Emma alzó los ojos al señor Challis y le tendió su mano, enfundada en un diminuto guante de piel, sin decir nada.

—¿Mejor así? —preguntó este con extrañeza, cogiéndola de la manita. Emma no respondió.

—No vayas por la carretera, Barnabas, o vendrá un coche y te cortará por la mitad —le advirtió Grantey—. Dale la mano al abuelo también. Eso es, buen chico.

Era una tarde bastante fría, pero subieron la colina a un ritmo tan vivo que cuando llegaron al barrio ya habían entrado en calor.

—Quizá sea mejor que la coja en brazos para cruzar, señor; a veces se suelta —aconsejó Grantey. El señor Challis siguió su consejo y sujetó a Emma con una mano mientras agarraba a Barnabas con la otra para ayudarle a cruzar. Parecía increíble que un hada tan pequeñita pudiera pesar tanto. Notó que los pelos de su caperuza le hacían cosquillas en la nariz. Barnabas trató de soltarse.

—No hagas eso, Barnabas. Como se le caiga Emma a tu abuelo vas a saber lo que es bueno —observó Grantey en tono flemático y ligeramente melancólico—. ¡Oh, vaya, me ha caído una gota!

—No creo que esté lloviendo —dijo el señor Challis, deteniéndose en la acera y haciendo un esfuerzo para bajar a Emma, que se resistía. Una o dos señoras que se dirigían a la misa vespertina de las tres y media sonrieron con aprobación a aquel caballero tan alto y atractivo que llevaba en brazos a esa preciosa niñita.

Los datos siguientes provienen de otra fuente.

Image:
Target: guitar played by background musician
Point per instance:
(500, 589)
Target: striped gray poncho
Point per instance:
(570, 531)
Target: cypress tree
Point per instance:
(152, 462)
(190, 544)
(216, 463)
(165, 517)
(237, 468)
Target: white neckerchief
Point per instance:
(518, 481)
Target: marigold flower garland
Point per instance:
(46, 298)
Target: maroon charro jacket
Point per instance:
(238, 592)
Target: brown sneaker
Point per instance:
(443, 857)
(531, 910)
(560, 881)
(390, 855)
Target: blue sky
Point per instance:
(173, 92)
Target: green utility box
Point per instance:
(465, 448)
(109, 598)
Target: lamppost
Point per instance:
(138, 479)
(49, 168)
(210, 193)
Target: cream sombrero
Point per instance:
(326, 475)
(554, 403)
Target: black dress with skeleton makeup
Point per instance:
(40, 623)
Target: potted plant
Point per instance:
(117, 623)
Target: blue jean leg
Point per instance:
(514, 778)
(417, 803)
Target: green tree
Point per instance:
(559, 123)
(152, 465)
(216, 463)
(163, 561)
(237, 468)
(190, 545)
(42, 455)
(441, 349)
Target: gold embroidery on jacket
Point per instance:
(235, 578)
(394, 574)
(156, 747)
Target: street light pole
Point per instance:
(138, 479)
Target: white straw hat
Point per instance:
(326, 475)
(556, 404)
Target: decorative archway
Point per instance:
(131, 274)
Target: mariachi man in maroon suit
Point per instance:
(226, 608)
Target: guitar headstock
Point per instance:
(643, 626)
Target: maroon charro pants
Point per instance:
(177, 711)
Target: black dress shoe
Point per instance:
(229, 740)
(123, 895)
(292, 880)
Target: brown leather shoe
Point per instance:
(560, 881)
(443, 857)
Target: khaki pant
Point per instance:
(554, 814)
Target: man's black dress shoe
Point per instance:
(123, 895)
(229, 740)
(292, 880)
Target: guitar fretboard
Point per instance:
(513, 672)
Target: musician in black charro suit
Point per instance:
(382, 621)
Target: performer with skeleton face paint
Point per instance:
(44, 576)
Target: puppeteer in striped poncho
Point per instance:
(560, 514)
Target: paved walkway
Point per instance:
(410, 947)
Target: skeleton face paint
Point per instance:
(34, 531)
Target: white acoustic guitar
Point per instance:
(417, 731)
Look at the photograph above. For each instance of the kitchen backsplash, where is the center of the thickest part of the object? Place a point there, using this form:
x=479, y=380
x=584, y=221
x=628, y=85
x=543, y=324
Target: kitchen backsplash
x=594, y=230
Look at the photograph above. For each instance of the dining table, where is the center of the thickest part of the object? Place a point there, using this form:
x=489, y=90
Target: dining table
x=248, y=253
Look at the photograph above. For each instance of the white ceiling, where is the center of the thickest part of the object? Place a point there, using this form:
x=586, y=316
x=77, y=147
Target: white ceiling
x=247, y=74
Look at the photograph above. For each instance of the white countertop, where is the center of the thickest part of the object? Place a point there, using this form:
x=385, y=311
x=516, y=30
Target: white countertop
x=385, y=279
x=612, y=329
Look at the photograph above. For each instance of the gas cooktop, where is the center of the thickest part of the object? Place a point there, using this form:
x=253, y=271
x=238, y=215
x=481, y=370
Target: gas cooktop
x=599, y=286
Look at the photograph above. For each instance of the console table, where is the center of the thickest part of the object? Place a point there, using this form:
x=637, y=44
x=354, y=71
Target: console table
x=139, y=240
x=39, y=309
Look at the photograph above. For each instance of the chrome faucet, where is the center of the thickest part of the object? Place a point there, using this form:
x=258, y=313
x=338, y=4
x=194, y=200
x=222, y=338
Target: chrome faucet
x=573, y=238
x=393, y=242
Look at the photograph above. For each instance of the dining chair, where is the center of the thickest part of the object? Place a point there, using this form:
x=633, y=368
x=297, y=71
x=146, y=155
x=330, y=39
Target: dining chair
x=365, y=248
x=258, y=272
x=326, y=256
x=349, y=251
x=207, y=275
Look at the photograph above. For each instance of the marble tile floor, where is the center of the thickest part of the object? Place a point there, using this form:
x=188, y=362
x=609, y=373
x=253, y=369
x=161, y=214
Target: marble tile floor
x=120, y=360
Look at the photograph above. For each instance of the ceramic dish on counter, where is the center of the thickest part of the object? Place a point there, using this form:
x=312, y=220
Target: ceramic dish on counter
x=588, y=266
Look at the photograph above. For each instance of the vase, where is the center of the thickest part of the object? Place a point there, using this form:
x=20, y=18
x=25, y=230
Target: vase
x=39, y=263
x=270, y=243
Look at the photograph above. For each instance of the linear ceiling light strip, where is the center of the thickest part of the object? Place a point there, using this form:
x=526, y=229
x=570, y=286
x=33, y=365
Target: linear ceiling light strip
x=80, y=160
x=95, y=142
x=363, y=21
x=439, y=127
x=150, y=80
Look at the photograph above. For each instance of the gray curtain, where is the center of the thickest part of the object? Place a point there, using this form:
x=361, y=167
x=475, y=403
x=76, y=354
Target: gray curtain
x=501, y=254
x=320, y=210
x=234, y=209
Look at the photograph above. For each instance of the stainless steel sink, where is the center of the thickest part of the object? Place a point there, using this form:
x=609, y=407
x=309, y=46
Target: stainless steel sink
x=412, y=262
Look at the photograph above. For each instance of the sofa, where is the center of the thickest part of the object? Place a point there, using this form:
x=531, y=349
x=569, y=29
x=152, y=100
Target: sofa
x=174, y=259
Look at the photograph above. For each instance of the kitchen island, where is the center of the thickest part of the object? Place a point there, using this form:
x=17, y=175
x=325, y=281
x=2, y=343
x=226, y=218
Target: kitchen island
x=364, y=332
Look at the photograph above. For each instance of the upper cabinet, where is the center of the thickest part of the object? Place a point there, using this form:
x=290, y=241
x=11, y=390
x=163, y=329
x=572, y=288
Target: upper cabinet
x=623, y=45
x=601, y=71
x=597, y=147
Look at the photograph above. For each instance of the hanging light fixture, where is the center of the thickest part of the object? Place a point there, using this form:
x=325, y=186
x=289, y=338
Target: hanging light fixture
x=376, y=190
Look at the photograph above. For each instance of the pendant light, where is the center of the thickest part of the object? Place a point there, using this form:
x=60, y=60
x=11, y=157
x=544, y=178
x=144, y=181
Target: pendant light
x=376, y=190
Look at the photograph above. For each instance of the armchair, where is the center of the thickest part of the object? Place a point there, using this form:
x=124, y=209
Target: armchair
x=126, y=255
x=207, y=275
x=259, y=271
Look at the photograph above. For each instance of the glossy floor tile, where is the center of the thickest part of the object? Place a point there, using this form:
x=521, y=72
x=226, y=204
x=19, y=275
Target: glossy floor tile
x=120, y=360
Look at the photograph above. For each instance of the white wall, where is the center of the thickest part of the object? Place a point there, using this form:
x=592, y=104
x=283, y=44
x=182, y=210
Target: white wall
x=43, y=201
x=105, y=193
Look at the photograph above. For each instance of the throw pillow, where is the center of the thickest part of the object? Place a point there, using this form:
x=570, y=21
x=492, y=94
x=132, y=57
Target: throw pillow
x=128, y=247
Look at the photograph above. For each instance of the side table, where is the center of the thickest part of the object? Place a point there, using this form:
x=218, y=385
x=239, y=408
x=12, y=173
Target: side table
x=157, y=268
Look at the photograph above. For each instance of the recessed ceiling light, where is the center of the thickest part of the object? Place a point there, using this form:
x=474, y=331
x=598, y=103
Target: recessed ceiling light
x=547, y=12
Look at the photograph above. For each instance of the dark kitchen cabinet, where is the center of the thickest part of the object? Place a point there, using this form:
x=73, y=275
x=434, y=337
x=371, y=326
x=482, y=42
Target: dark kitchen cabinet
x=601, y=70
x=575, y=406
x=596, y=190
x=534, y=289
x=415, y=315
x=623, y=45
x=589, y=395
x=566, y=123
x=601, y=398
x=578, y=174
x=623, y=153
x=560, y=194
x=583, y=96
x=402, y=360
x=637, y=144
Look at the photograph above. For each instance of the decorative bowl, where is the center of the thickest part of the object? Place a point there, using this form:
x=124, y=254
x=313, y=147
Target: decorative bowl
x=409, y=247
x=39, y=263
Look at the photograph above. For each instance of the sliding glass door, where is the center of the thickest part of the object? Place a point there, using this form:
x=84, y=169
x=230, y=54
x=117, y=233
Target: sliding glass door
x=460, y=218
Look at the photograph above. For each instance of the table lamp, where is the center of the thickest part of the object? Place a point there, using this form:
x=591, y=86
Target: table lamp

—Ahora le costará trabajo bajarla al suelo; le gusta ir en brazos todo el tiempo —dijo Grantey en voz baja; siguió empujando el cochecito y añadió por encima del hombro—: Anda, bájate, bonita. El pobre abuelito está cansado.

—En bazos… —dijo Emma, arrimándose más.

—Venga, ya eres bastante mayor. Puedes caminar sola —dijo el señor Challis, tratando de sonar alegre, aunque solo pareció irritado.

—Sí, Emma, pobrecito el abuelo —insistió Grantey, despegándose un poco del cochecito—. Anda, baja de una vez. ¡Ya!

—Tendréis que llevarla en brazos —saltó Barnabas—. Si no, llora.

Media hora más tarde, el grupo había decidido atravesar Kenwood para escapar del viento y, como Grantey temía que la niña despertara a Jeremy si la metían en el carrito, el señor Challis siguió cargándola en brazos.

Y así continuaron su trayecto por caminos grises que discurrían entre rododendros que emanaban un nostálgico aroma otoñal, enfriado por la sombra de los abetos y robles gigantes. Al señor Challis los brazos le estallaban; las estridentes vocecitas de los niños y los comentarios apagados de Grantey habían logrado ponerle los nervios de punta y casi había decidido levantar la mano y decir que acababa de acordarse de un asunto importante y que debía volver a casa de inmediato, cuando, por un hueco entre los árboles, divisó a Hilda. La reconoció al instante y su irritación e incomodidad fueron completas. ¡¿Qué?! ¿Permitiría que Dafne, la hija de la mismísima diosa del mar, lo sorprendiera acarreando en brazos a su nieta y acompañando a otros dos mocosos (uno de ellos en la etapa menos sugerente de la infancia) y a su vieja niñera? ¡De eso nada! Así que, perseverando en su enfado, se paró en seco e intentó bajar a Emma al suelo con decisión. Al verle, Grantey dijo:

—Creo que será mejor que salgamos por esa entrada, señor. La casa no queda lejos y el camino es perfecto para ir con el cochecito.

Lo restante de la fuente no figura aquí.